近くを通り過ぎようとした兎の首に噛みつき、抵抗するよりも速く骨を噛み砕く。


噛みつく、そして首の骨を砕く。抵抗されるのは面倒なことこの上ないからな。


拠点としている小川まで兎を持っていく。


転生(仮)をしてから14回夜が過ぎたが……狩りが本当にキツい。本来、狼は集団で狩りをする。それなのに俺のように一匹で狩りをするのは普通に大変でしかない。


まず、相手に見つかるより早くこっちが見つけない。例え見つけたとしても、向こうに気付かれないように接近しないといけない。


次に、草食動物ならまだ良いが肉食動物と獲物がブッキングしてしまうこと。大体が熊とか他の群れの狼で勝ち目があるときは確実に仕留め、勝ち目がなければさっさと逃げるしかない。


そして、最後に――


「―――――――!」

「ッ!!」


強い殺気を察知して食べようとしていた兎を咥えると気配がする方向に投げつけ森の中に入る。


森に入ってすぐのところで身を屈め、投げた兎の肉を窺っていると中年の男と十代前半の少年がやってくる。
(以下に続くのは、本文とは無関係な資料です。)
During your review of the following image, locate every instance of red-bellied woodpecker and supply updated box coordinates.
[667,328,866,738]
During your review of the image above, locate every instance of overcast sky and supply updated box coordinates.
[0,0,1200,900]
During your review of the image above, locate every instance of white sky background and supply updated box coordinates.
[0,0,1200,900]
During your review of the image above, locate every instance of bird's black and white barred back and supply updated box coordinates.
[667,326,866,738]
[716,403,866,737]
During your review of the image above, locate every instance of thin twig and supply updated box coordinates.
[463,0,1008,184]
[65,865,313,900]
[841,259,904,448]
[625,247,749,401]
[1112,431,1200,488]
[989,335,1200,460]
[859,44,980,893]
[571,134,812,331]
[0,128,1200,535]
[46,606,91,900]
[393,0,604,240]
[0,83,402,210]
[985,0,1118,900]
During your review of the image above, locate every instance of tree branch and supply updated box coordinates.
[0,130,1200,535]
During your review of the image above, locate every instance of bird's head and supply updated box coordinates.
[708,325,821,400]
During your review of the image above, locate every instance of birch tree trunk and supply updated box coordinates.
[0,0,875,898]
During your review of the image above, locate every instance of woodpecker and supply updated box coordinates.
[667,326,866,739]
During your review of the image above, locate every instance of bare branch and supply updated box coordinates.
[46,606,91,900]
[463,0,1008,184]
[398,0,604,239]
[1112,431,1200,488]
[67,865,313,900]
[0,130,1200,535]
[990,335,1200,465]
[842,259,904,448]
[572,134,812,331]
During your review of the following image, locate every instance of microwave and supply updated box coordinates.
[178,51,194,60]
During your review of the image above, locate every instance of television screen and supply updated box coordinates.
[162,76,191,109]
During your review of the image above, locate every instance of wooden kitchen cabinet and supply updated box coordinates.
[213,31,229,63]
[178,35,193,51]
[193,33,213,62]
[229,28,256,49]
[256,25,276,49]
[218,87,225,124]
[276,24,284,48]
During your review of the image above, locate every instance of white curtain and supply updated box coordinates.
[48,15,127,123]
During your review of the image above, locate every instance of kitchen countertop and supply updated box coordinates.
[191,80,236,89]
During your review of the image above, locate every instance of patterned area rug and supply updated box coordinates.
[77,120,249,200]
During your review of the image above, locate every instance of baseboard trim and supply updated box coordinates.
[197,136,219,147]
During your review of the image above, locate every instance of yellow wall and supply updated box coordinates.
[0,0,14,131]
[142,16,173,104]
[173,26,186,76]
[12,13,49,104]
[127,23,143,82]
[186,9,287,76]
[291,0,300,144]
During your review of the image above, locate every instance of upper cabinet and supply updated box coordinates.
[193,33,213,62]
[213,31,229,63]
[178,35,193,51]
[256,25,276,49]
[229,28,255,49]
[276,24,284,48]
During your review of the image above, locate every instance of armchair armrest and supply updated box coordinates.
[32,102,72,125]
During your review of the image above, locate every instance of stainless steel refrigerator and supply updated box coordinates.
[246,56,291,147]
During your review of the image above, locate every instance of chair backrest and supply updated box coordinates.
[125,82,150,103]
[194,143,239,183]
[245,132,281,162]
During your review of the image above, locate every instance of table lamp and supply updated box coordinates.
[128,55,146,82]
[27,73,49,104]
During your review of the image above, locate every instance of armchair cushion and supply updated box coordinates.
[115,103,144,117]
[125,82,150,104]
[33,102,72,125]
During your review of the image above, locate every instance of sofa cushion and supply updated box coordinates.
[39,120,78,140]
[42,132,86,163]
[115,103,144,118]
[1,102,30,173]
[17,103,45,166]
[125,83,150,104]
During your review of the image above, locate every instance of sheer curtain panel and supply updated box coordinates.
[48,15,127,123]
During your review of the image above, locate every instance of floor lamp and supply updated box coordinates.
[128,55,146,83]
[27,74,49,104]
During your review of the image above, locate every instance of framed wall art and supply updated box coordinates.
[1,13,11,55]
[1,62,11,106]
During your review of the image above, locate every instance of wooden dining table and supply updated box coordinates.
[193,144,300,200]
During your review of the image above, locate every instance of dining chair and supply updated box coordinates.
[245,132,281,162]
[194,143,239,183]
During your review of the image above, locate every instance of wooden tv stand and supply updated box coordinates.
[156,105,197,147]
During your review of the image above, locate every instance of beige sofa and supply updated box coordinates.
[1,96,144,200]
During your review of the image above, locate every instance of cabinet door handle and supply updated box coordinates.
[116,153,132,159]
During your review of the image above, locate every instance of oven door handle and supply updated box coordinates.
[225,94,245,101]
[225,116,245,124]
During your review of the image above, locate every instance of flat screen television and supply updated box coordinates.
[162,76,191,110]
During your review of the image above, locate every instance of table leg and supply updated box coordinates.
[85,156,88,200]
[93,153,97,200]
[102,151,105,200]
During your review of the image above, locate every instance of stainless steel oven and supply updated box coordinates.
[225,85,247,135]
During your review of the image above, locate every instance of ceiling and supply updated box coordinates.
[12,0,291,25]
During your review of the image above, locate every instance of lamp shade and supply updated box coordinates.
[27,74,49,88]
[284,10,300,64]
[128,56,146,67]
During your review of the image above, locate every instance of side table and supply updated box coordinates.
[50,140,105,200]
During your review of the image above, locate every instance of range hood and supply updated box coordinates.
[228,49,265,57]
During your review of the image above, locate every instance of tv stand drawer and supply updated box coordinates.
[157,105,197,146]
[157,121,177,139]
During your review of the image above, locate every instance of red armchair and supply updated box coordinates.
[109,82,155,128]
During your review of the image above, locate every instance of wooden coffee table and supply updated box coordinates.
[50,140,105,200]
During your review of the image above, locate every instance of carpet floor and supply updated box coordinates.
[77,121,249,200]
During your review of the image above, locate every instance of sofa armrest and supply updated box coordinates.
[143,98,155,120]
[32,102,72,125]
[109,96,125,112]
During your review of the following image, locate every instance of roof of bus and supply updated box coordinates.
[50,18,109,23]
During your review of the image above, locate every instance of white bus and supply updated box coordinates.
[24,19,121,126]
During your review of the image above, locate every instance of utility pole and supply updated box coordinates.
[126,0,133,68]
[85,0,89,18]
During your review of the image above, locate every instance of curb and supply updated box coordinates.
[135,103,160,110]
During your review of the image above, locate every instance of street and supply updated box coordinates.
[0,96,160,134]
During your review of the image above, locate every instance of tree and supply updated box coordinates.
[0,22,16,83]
互いに弓と矢を装備しているため俺は物音をたてずに回り込む。


狩りの難しさよりも、他の肉食動物よりも、一番厄介なのは人間だ。


元人間だから相手がどのような存在なのか、嫌というほど理解している。本能で狩る肉食動物よりも理性で狩る人間の方が相手にしにくい。


何時もならさっさと去るが……数時間かけてやっと手に入れた食べ物を人間どもに奪われるのは不愉快だ。


元より、こっちは獣だ。獣は手に入れた物に随分と執着する――それが獣の習性だろ、人間。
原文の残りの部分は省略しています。